American historian (1917–1980)

Gordon Hendricks (1917-1980) was an American art and film historian.

In 1961 Hendricks published The Edison Motion Picture Myth in which he showed that it was not Thomas Alva Edison who should be attributed with the invention of the first device for cinema screenings, but in fact William Kennedy Laurie Dickson. The publication of Beginnings of the Biograph followed shortly after in 1964. In 1966, Hendricks published, The Kinetoscope. These books became milestones in the writing of film history. Hendricks was the first motion picture specialist to lecture in the Sunday series at the Metropolitan Museum of Art. He was the first to show motion pictures in the Great Hall at Cooper Union.

In 1975 he authored a work, republished in 2001, about Eadweard Muybridge, in which he called Muybridge the father of the cinema.

Hendricks then began a series on books on painters and photographers. He published works about Winslow Homer and Albert Bierstadt. He also published The Photographs of Thomas Eakins. He has 16 volumes of his writings in the Library of Congress.

At the time of his death, Hendricks was engaged in writing a book about the art of Thomas Cole.

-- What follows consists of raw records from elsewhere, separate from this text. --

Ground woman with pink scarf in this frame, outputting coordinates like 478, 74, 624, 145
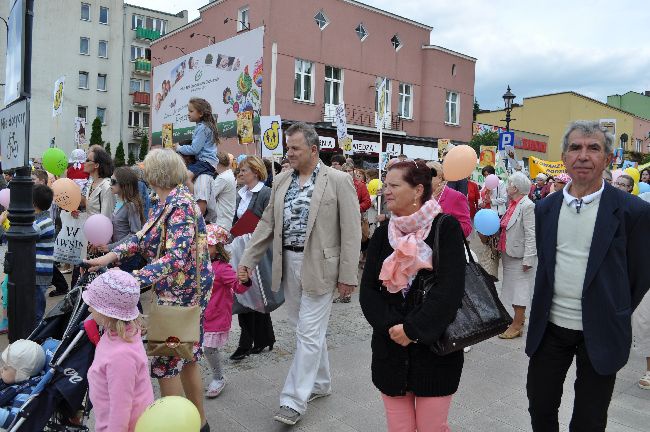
359, 160, 466, 432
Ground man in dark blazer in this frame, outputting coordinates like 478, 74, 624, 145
526, 120, 650, 432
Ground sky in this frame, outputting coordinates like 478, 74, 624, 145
132, 0, 650, 111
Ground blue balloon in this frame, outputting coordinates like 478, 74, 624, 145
474, 209, 500, 236
638, 182, 650, 194
236, 154, 247, 164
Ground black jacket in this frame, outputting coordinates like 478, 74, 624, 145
526, 183, 650, 375
360, 215, 466, 397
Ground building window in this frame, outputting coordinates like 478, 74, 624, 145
324, 66, 342, 106
79, 37, 89, 55
451, 64, 457, 76
398, 83, 413, 119
238, 7, 249, 31
80, 3, 90, 21
99, 7, 109, 25
391, 34, 402, 50
355, 23, 367, 41
78, 106, 87, 120
98, 40, 108, 58
143, 80, 150, 93
78, 71, 89, 89
130, 45, 149, 61
314, 11, 329, 30
294, 59, 314, 102
636, 139, 642, 153
445, 91, 459, 125
128, 111, 140, 127
375, 78, 391, 116
143, 112, 150, 127
130, 79, 141, 93
132, 14, 144, 29
97, 74, 107, 91
96, 107, 106, 124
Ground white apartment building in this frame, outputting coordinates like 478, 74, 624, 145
1, 1, 187, 159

After his death Hendricks bequeathed two major collections to the Archives of American Art: one about Thomas Eakins, the other about film history.

== Works ==

- The Edison Motion Picture Myth. Berkeley: University of California Press, 1961. 216 pp.
- Beginnings of the Biograph: The Story of the Invention of the Mutoscope and the Biograph and their Supplying Camera. New York: Beginnings of the American Film, 1964. 78 pp.
- Thomas Eakins: His Photographic Works. [Preface by Hendricks.] Philadelphia: Pennsylvania Academy of the Fine Arts, 1969. 78 pp. The Photographs of Thomas Eakins. New York: Grossman Publishers, 1972. 214 pp.
- Albert Bierstadt, 1830-1902 : [exhibition catalog] September 15-October 10, 1972. New York: M. Knoedler [1972]. 26 pp.
- ABierstadt; an essay and catalogue to accompany a retrospective exhibition of the work of Albert Bierstadt. Fort Worth: Amon Carter Museum [1972]. 48 pp.
- Albert Bierstadt Painter of the American West. New York: H. N. Abrams [1974]. Published in association with the Amon Carter Museum of Western Art. 360 pp.
- The Life and Work of Thomas Eakins. New York: Grossman Publishers, 1974. 367 pp.
- Eadweard Muybridge: The Father of the Motion Picture. New York: Grossman Publishers, 1975. 271 pp.
- The Life and Work of Winslow Homer. New York: H. N. Abrams, 1979. 345 pp.